Sum of money received without consideration by an individual or HUF is chargeable to tax if the aggregate value of such sum received during the year exceeds Rs. 50,000.
The important point to be noted in this regard is the “aggregate value of such sum received during the year”. The taxability of the gift is determined on the basis of the aggregate value of gift received during the year and not on the basis of individual gift.
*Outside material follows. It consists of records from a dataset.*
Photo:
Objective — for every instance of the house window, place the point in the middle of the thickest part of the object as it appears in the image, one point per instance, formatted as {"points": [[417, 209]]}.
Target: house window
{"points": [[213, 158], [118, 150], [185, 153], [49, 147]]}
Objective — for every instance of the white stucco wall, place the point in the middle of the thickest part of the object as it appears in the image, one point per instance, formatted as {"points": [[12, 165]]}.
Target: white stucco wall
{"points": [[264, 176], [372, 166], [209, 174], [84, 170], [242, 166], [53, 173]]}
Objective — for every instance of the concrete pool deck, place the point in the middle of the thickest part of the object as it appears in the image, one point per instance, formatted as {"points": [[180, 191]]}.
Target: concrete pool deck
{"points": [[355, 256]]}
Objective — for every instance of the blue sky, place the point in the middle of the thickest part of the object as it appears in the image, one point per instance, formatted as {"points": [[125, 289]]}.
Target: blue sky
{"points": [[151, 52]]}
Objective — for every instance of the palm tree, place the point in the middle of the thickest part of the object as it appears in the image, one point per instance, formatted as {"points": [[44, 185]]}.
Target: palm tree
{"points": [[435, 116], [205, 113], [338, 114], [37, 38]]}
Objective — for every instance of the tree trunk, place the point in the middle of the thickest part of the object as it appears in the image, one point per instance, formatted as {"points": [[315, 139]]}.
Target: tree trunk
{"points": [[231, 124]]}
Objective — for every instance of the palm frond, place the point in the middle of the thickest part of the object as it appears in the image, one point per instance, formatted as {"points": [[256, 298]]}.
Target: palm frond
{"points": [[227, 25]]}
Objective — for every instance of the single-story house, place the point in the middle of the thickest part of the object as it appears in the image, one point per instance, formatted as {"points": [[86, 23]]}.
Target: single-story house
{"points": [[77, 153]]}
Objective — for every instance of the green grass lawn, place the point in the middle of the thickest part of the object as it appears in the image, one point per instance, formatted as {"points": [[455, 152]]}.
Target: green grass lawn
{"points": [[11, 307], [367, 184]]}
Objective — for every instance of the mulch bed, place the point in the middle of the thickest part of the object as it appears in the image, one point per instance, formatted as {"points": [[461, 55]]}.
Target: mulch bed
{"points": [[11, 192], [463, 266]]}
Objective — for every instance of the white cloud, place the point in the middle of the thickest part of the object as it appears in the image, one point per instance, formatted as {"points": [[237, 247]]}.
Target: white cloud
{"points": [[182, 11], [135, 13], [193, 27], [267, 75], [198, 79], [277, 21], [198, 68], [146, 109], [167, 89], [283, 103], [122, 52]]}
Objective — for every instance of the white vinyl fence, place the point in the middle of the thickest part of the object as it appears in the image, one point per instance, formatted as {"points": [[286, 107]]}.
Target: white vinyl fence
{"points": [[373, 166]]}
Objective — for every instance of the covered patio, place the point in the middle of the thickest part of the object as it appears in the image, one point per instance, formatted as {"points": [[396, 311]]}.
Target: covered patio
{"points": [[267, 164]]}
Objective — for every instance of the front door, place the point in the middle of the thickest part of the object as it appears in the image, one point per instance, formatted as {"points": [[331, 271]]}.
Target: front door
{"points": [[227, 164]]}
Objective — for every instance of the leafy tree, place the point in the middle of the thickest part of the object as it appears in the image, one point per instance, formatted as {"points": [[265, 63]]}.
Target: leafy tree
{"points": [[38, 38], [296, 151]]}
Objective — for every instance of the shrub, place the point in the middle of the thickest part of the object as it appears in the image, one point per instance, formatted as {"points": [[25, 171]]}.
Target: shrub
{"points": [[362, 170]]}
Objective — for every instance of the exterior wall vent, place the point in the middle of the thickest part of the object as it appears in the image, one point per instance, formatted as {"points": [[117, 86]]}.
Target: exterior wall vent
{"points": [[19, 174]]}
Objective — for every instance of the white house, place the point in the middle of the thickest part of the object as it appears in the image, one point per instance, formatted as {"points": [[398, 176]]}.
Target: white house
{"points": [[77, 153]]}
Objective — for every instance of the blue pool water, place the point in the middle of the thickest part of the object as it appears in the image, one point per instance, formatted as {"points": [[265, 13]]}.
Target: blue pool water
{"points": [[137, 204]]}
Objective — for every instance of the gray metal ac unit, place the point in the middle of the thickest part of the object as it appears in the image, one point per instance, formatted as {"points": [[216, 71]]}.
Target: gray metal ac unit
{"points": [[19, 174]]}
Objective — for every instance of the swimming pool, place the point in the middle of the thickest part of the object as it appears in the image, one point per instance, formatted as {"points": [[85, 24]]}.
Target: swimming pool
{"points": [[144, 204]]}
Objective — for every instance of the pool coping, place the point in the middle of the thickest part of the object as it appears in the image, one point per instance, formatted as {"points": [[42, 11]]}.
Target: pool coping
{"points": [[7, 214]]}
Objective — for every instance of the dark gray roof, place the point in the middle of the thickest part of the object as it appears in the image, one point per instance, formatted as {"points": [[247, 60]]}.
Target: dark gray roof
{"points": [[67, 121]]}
Hence, if the aggregate value of gifts received during the year exceeds Rs. 50,000, then aggregate value of such gifts received during the year will be charged to tax.
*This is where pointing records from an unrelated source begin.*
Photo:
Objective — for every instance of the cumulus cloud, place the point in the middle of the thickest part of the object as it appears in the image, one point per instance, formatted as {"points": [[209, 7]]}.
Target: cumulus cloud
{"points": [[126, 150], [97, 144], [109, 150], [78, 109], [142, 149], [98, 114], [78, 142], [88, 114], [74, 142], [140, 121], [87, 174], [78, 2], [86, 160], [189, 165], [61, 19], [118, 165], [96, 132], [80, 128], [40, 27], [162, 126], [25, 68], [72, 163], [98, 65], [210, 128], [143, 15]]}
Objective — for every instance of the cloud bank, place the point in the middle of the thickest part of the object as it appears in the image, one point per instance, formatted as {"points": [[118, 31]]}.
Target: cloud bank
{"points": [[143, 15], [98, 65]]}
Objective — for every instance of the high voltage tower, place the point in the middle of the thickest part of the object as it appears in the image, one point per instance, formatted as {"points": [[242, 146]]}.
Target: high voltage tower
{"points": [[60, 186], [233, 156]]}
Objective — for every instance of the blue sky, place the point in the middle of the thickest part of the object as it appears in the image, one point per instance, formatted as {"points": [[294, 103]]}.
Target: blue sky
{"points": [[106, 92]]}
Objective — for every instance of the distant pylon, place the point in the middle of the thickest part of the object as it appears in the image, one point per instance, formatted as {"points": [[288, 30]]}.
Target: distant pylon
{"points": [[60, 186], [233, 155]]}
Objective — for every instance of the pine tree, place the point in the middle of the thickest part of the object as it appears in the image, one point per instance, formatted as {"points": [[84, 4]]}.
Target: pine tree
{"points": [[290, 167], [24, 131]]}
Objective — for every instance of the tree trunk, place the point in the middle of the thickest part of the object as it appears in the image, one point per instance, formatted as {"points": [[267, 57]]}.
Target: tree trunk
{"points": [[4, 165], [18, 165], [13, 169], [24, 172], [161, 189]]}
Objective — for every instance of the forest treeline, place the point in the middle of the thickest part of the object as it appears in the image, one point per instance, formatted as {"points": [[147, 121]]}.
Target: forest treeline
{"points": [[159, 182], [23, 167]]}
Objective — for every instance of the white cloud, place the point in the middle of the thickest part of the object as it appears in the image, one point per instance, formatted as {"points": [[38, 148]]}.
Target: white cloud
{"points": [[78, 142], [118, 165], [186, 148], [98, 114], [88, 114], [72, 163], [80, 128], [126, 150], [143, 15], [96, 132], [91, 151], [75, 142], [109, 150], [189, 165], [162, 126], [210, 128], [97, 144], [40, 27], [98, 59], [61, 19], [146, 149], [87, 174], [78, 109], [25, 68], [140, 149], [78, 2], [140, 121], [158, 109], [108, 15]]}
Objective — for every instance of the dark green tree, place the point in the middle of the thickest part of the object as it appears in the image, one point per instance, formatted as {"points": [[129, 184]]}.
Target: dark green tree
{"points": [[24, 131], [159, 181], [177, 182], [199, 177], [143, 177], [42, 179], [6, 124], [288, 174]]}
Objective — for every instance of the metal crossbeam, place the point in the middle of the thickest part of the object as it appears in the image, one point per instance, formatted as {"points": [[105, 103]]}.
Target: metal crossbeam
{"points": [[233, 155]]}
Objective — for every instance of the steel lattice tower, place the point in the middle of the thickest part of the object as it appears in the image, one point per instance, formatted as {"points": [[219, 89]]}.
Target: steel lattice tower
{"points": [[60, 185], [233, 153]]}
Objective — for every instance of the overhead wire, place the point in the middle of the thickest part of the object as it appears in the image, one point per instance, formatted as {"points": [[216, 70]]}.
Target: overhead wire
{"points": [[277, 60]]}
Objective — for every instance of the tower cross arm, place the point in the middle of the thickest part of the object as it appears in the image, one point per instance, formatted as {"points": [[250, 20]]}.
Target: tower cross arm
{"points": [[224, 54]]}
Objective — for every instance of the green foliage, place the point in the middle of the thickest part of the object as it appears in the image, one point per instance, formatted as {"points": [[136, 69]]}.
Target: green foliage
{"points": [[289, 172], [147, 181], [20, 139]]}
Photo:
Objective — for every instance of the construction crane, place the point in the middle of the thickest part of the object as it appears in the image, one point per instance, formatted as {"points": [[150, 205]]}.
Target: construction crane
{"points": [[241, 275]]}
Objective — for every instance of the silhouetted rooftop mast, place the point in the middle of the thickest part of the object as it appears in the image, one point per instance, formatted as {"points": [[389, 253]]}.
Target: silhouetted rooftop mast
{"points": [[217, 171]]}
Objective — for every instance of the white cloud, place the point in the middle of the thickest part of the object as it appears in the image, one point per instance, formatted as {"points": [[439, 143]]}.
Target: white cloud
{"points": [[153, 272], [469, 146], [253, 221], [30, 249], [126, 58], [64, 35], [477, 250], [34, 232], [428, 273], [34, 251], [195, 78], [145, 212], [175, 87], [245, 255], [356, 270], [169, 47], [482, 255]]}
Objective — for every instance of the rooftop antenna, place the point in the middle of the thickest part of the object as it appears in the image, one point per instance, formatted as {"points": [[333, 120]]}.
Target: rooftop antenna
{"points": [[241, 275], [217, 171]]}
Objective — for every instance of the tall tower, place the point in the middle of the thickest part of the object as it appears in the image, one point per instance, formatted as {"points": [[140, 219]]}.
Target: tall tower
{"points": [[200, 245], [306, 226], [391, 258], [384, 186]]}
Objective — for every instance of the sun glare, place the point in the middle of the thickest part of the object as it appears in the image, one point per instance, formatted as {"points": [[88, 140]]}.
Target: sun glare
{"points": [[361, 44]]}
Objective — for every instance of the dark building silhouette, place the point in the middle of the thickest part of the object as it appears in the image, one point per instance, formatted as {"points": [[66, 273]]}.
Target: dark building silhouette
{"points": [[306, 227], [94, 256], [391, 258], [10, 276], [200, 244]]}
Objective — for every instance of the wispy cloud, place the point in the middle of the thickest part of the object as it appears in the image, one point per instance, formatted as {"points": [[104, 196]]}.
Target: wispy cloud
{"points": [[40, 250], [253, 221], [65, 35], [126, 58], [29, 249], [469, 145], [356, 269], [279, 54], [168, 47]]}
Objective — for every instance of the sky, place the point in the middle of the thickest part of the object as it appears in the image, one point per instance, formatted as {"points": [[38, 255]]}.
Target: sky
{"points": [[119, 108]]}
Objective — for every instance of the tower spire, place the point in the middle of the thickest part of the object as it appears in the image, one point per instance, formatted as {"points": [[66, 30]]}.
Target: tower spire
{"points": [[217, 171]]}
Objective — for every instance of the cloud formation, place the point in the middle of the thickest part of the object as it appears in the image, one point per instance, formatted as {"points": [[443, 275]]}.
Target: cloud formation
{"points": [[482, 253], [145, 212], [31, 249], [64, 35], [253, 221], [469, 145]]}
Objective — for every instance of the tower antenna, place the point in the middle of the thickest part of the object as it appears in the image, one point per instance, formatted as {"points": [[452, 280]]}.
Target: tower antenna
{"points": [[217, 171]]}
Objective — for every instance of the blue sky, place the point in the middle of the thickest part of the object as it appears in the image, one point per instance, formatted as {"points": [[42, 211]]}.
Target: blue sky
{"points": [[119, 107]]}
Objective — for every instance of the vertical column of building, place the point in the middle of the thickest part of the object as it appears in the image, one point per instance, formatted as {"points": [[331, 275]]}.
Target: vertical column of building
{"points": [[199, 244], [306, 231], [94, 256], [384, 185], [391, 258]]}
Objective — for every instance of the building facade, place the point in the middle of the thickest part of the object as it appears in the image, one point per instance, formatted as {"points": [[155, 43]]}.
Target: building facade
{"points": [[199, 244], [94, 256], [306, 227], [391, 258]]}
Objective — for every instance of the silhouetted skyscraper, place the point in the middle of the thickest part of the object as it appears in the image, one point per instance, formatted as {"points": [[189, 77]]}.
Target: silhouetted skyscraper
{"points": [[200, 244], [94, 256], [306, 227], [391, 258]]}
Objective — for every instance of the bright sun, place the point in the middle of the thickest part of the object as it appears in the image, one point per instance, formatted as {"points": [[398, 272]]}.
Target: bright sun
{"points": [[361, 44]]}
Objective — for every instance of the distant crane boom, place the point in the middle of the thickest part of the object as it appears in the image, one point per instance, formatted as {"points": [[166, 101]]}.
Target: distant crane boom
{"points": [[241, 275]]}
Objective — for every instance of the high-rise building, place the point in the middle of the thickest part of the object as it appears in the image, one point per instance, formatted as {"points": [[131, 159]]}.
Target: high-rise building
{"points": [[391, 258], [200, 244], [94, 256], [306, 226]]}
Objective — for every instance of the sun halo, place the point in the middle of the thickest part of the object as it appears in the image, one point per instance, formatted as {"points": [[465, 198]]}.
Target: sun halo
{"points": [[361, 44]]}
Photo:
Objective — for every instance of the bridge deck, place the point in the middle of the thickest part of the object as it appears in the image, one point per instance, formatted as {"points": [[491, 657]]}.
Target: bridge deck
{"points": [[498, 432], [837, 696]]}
Sum of money received without consideration by an individual or HUF is charged to tax if the aggregate value of such sum received during the year exceeds Rs. 50,000. Once the aggregate value of monetary gift received during the year exceeds Rs. 50,000, then the aggregate value of gift received during the year will be charged to tax.
Cases in which the value of immovable property received by an individual or HUF without consideration (i.e. by way of gift) is not charged to tax
Stamp duty of immovable property is chargeable to tax, if immovable property is received by an Individual or HUF without any consideration and the stamp duty value exceeds Rs. 50000.
However, in the following cases nothing will be charged to tax in respect of immovable property received on or after 01/10/2009 without any consideration, even if the stamp duty value exceeds Rs. 50,000:
- from any relative or by a HUF from its members; or
- on the occasion of the marriage of the individual; or
- under a will/ by way of inheritance; or
- in contemplation of death of the payer or donor as the case may be; or
- from a local authority as defined under Explanation to clause (20) of section 10of the Income-tax Act, 1961; or
- from any fund, foundation, university, other educational institution, hospital or other medical institution, any trust or institution referred to in section 10(23C); or
- by any fund, trust, institution, any university, other educational institution, any hospital, other medical institution referred to in sub-clause (iv) or sub-clause (v) or sub-clause (vi) or sub-clause (via) of clause (23C) of section 10; or (applicable if the property is received on or after 1stday of April, 2017)
- from or by a trust or institution registered under section 12AA/ section 12AB ; or
- from or by a trust or institution registered under section 12A; or (applicable if the property is received on or after 1st day of April, 2017)
- by way of transaction not regarded as transfer: (applicable if the property is received on or after 1stday of April, 2017)
1. property received by way of distribution at the time of total or partial partition of HUF [ 47(i)]
2. property received by an Indian subsidiary company, if the parent company or its nominees hold the whole of the share capital of the subsidiary company [ 47(iv)] (Inserted by Finance Act, 2018 i.e. w.e.f 01.04.2018)
3. property received by an Indian holding company, if the whole of the share capital of the subsidiary company is held by the holding company [ 47(v)] (Inserted by Finance Act, 2018 i.e. w.e.f 01.04.2018)
4. property received by amalgamated company from amalgamating company in the scheme of amalgamation, if amalgamated company is an Indian company. [ 47(vi)]
5. property received by resulting company from demerged company in the scheme of demerger, if resulting company is an Indian company. [ 47(vib)]
6. property received by a banking institution from banking company in a scheme of amalgamation of a banking company with a banking institution sanctioned and brought into force by the Central Government under sub-section (7) of section 45 of the Banking Regulation Act, 1949 (10 of 1949) [ 47(viaa)]
7. property received by successor co-operative bank from predecessor co-operative bank in a business reorganisation. [ 47(vica)]
8. from an Individual by a trust created or established solely for the benefit of relative of the Individual. (applicable if the property is received on or after 1stday of April, 2017)
9. from such class of persons and subject to such conditions, as may be prescribed.